1 result for (book:tsm AND heading:"chapter three" AND stemmed:wire)
[... 30 paragraphs ...]
“Consider a network of wires, a maze of interlocking wires endlessly constructed so that looking through them there would seem to be no beginning or end. Your plane could be likened to a small position between four very spindly wires, and my plane could be likened to the small position in the neighboring wires on the other side. Not only are we on different sides of the same wires, but we are at the same time above or below, according to your viewpoint. And if you consider the wires as forming cubes—this is for you, Joseph, with your love of images—then the cubes could also fit one within the other, without disturbing the inhabitants of either cube one iota. And these cubes are themselves within cubes, and I am speaking now only of the small particle of space taken up by your plane and mine.
“Again think in terms of your plane, bounded by its small spindly set of wires, and my plane on the other side. These, as I have said, have boundless solidarity and depth, yet to one side, the other is transparent. You cannot see through, but the two planes move through each other constantly. I hope you see what I have done here.
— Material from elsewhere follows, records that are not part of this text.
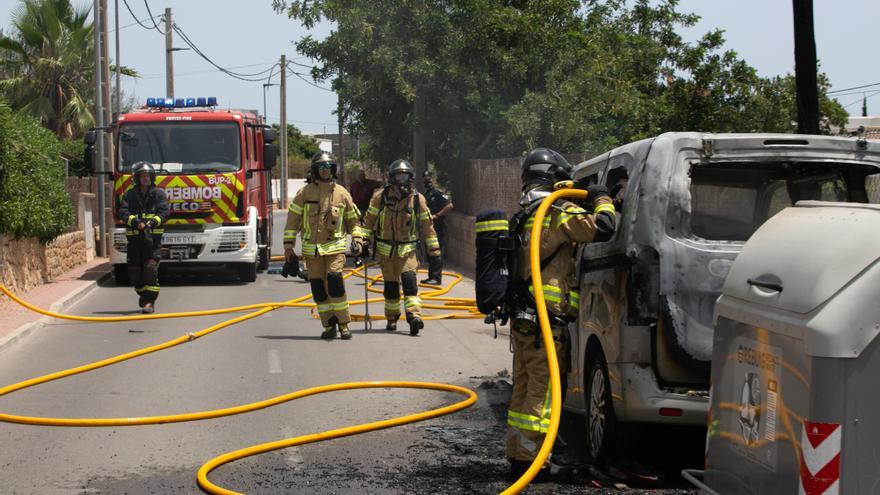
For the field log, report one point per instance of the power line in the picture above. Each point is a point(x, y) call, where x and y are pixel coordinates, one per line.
point(153, 18)
point(301, 76)
point(854, 87)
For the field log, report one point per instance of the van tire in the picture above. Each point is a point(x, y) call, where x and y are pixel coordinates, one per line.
point(601, 423)
point(247, 272)
point(120, 275)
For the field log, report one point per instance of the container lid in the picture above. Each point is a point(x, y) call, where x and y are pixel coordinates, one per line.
point(804, 255)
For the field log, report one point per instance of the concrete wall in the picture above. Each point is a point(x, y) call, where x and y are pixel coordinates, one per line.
point(27, 263)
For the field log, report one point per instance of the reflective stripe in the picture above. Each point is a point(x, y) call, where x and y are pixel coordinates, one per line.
point(551, 293)
point(604, 207)
point(307, 229)
point(492, 225)
point(531, 221)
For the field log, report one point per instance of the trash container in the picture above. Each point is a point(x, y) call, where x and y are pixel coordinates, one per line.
point(795, 397)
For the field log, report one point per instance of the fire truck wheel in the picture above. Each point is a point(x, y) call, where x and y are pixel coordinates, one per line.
point(120, 275)
point(247, 272)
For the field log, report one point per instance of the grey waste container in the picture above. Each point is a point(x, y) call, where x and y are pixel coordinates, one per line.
point(795, 397)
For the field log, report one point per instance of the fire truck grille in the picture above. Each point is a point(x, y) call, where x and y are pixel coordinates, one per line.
point(232, 241)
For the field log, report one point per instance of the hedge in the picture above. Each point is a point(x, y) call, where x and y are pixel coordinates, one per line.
point(33, 198)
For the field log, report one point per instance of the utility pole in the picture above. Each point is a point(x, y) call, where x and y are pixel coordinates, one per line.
point(118, 108)
point(107, 213)
point(169, 61)
point(341, 136)
point(419, 136)
point(99, 122)
point(806, 85)
point(283, 176)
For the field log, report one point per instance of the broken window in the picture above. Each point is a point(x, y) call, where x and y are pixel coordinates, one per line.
point(729, 201)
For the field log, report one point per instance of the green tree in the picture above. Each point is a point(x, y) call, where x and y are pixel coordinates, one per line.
point(48, 65)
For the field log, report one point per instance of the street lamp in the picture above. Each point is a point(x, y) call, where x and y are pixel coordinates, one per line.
point(265, 87)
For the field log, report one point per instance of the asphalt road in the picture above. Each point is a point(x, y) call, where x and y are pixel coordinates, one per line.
point(273, 354)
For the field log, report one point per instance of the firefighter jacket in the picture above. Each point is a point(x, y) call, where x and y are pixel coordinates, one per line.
point(565, 225)
point(398, 222)
point(138, 207)
point(323, 212)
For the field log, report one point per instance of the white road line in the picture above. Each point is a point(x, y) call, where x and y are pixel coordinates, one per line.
point(274, 362)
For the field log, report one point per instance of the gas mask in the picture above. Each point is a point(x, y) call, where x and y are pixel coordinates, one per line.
point(402, 181)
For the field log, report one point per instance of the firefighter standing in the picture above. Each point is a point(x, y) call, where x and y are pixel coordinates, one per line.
point(564, 226)
point(398, 215)
point(144, 209)
point(323, 212)
point(439, 204)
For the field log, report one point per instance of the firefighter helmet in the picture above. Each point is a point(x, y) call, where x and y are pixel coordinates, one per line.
point(401, 174)
point(544, 167)
point(321, 160)
point(142, 167)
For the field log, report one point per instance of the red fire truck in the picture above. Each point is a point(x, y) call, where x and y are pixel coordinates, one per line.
point(214, 167)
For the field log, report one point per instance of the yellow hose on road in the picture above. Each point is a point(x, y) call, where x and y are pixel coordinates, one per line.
point(202, 475)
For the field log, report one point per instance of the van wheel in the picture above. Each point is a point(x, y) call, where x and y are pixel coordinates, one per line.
point(600, 411)
point(120, 275)
point(247, 272)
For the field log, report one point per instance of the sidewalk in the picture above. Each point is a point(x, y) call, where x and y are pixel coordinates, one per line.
point(16, 321)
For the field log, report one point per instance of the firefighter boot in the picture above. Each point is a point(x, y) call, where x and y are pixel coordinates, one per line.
point(415, 324)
I have initiated the idea of motion, for true transparency is not the ability to see through, but to move through.
“This is what I mean by fifth dimension. Now, remove the structure of the wires and cubes. Things behave as if the wires and cubes existed, but these were only constructions necessary even to those on my plane. … We construct images consistent with the senses we happen to have. We merely construct imaginary lines to walk upon.
“So real are the wall constructions of your room that you would freeze in winter without them, yet there is no room and there are no walls. So, in a like manner, the wires that we constructed are real, though there are no wires. The walls of your room are transparent to me, though I am not sure I would perform, dear Joseph and Ruburt, for a party demonstration.
“Nevertheless, those walls are transparent. So are the wires, but for practical purposes we must behave as if both were there. … Again if you will consider our maze of wires, I will ask you to imagine them filling up everything that is, with your plane and my plane like two small bird’s nests in the nestlike fabric of some gigantic tree. …
“Consider that these wires are mobile, constantly trembling, and also alive in that they not only carry the stuff of the universe but are themselves projections of it, and you will see how difficult this is to explain. Nor can I blame you for growing tired, when after asking you to imagine this strange structure, I then insist that you tear it apart, for it is no more to be actually seen or touched than is the buzzing of a million invisible bees.”